Do this while I wait, 2023

curated by Denise Markonish

Mattress Factory Museum

Materials: wood, paint, smokebush stems, assorted houseplant roots, carrots, dryer lint, matchsticks, rubber, cement, stone, beads, broom, wire, dustpan, carpet, ink, paper, light socket, plain words paperback, instant vocabulary paperback, parrots and related birds paperback, ceramic spaghetti, glue, verbs, plastic shopping bags, pillowcase, bucket, hardware

Images by Tom Little

Text by Denise Markonish

“Things are needy. They take up space. They want attention, and they will drive you mad if you let them.” Ruth Ozeki, The Book of Form and Emptiness, 2022

Lydia Rosenberg is acutely aware of the secret language of objects; of their neediness, and of our own co-dependencies. She understands the life of objects, often rescuing things that would normally find their way to the recycling bin. Like a bowerbird, she amasses and assembles and gives voice to sticks, used books, broom handles, and the very dust they once swept up or created. In 2019, Rosenberg began writing an ongoing novel-as-sculpture. Blurring the boundaries between real life and fiction; writing and object making. Rosenberg writes about the making of objects (which she then makes) and making objects (which she then writes about).

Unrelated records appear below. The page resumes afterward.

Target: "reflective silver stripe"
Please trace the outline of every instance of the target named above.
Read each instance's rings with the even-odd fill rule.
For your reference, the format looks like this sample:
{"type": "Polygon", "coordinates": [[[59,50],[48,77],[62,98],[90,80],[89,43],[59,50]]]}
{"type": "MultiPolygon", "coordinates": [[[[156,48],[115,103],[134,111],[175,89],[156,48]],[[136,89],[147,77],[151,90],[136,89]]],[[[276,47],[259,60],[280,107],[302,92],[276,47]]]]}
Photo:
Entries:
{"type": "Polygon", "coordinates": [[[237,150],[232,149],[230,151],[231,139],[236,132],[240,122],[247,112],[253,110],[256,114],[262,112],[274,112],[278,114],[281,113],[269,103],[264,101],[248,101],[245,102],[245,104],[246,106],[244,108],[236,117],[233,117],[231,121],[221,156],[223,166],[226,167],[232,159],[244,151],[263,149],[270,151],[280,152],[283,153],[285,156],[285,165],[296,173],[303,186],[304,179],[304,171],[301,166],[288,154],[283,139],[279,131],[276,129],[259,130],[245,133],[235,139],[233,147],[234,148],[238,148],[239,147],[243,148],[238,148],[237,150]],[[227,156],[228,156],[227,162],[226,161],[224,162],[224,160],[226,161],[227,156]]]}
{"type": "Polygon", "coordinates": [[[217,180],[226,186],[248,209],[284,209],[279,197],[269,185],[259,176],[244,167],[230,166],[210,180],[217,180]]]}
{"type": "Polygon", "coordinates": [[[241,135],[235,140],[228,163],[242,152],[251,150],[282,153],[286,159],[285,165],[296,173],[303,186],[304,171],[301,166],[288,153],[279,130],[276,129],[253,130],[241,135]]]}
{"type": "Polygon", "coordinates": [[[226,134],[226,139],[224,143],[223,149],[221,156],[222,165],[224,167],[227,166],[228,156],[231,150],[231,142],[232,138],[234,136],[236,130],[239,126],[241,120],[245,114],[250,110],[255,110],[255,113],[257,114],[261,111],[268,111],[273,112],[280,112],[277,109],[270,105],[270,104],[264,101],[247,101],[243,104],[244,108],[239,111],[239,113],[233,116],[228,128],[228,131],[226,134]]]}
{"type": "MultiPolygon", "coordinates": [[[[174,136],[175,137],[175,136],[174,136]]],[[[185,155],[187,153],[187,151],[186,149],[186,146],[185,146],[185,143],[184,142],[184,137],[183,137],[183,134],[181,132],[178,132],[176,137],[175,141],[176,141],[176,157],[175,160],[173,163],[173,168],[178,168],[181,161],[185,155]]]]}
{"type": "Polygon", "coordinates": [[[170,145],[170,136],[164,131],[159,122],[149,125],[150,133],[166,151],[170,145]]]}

This is evident in works such as The Complete Subject and So Vividly Rendered, both of which focus on the character Joanne who obsessively visited over 3,000 paintings of lemons in seven years. No images, only written descriptions exist. Rosenberg crowd sourced the descriptions and then made over 300 lemons, which are exhibited with the descriptions. Later in 2019, Rosenberg wrote the next chapter of her book in the form of the installation and performance Spaghetti Restaurant, where participants were simply eating spaghetti together, and the event itself was incorporated into the narrative.

For Do this while I wait, Rosenberg concentrates on the character of Annette, an artist with a day job who can only spend eight hours a week in her studio due to her work schedule (a case of fact bleeding into fiction as Rosenberg, like all of us, aims to find balance amidst life's obligations). Annette spends as much time making objects as she does listening to guided meditation audio files on her phone. These meditations create a narrative in which domestic cleaning objects are the key to decluttering her mental landscape. In the novel, Rosenberg writes: “In her meditations household cleaning equipment took on supernatural powers for energetic maintenance. How depressing she found her imagination for transcendent object conjuring; an unending accumulation of brooms, sponges, drain catchers and exhaust pipes filled up her pathway to spiritual oneness.”

For the Mattress Factory, Rosenberg exhibits the objects that Annette has been making – some she has written about and others are made on behalf of the character and remain as yet unwritten. And what are these objects exactly? They are hybrids, much like Annette: shredded books or cast crow’s feet become broom bristles, a lamp becomes formless, a pillowcase becomes a bucket, and ceramic spaghetti turns into a mop. These transmutations get at the heart of how we tend to care for objects rather than ourselves or other humans and how this is further complicated when the imaginary becomes material and vice versa. Rosenberg, us visitors, and the objects alike, all become form and emptiness, like a 21st century Miss Havisham, of who Charles Dickens wrote: “But, I saw that everything within my view which ought to be white, had been white long ago, and had lost its luster, and was faded and yellow.” In Rosenberg’s work the world doesn’t yellow (lemons aside) but it frays at the edges while tenuously keeping its grasp on the material reality within a world of words.